I currently use packer.io to script the creation of a bunch of server images, and for ubuntu I've missed the "minimal install CD" that other distros have. Instead packer has to download a 800MB CD image, in order to install only a few hundred megabytes of uncompressed packages in a bare-bones install, which is then provisioned using some orchestration tool that at its heart uses ssh to login to the virtual machine.

Not having SSH means you need to add in some sort of serial-attach step to manually install sshd, or hook into the install scripts to download sshd as part of the install or whatever. Either way that's additional custom work that is probably common to a great many use cases.

5 comments

So why not build your own version with a SSH daemon if you really need it? I don't think most people need the SSH daemon in their container image.

Your Dockerfile could be something like this:

  FROM ubuntu:bionic
  RUN sudo apt-get install openssh-server -y && sudo service ssh restart

These are definitely not the complete steps for setting up SSHd but you get the idea.
This is meant as a base image for containers. There's not even a kernel or init
Just do a netboot with a preseed file (have your own local cache - either with apt-cacher or something more independent)

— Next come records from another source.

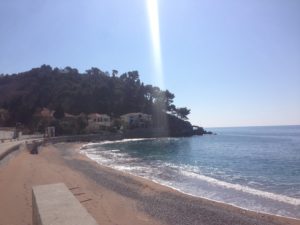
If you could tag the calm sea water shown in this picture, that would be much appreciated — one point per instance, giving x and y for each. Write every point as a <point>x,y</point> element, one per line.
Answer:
<point>256,168</point>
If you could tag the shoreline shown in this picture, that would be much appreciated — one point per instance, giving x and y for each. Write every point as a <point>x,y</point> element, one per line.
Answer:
<point>295,202</point>
<point>188,194</point>
<point>172,189</point>
<point>117,197</point>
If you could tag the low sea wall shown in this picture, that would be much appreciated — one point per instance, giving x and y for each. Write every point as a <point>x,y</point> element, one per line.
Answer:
<point>54,204</point>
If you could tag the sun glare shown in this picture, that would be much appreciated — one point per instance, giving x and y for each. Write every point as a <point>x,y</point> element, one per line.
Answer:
<point>153,15</point>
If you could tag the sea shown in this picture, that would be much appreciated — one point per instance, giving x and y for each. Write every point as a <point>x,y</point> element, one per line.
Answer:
<point>255,168</point>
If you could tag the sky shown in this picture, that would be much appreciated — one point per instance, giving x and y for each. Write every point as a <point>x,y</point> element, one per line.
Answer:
<point>232,62</point>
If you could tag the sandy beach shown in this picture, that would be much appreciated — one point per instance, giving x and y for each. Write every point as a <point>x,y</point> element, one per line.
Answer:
<point>110,196</point>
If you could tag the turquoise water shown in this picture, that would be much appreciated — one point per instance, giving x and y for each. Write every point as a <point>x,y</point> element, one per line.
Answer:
<point>256,168</point>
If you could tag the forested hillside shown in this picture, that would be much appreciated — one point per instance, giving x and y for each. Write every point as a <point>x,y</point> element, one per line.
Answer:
<point>23,94</point>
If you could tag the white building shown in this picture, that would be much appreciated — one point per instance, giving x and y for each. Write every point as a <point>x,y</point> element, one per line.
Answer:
<point>136,120</point>
<point>98,121</point>
<point>7,133</point>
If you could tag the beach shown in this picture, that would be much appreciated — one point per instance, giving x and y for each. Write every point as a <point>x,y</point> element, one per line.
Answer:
<point>110,196</point>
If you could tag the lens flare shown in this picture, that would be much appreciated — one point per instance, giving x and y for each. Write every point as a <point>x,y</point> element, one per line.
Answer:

Our server preseed has the following line

d-i pkgsel/include string openssh-server build-essential iperf htop screen sysstat vim-nox

And a couple of internal packages which have their own dependencies (including lldp, snmpd etc) which do a variety of things including user management (active directory based), automatic registration into our asset database and monitoring systems

You're running these containers in an orchestrator, right? That should give you API access to the running container, allowing you to get shell. E.g. with kubernetes, `kubectl exec` will get you into the container.

But the sibling comment about using a Dockerfile to install/start sshd works if you're running these containers on a remote host without any kind of access to the running container.

LXD containers make fantastic replacements for VMs! Just try 'lxc launch ubuntu:'. Then 'lxc list'. And then you can either exec into, or ssh into your machine container!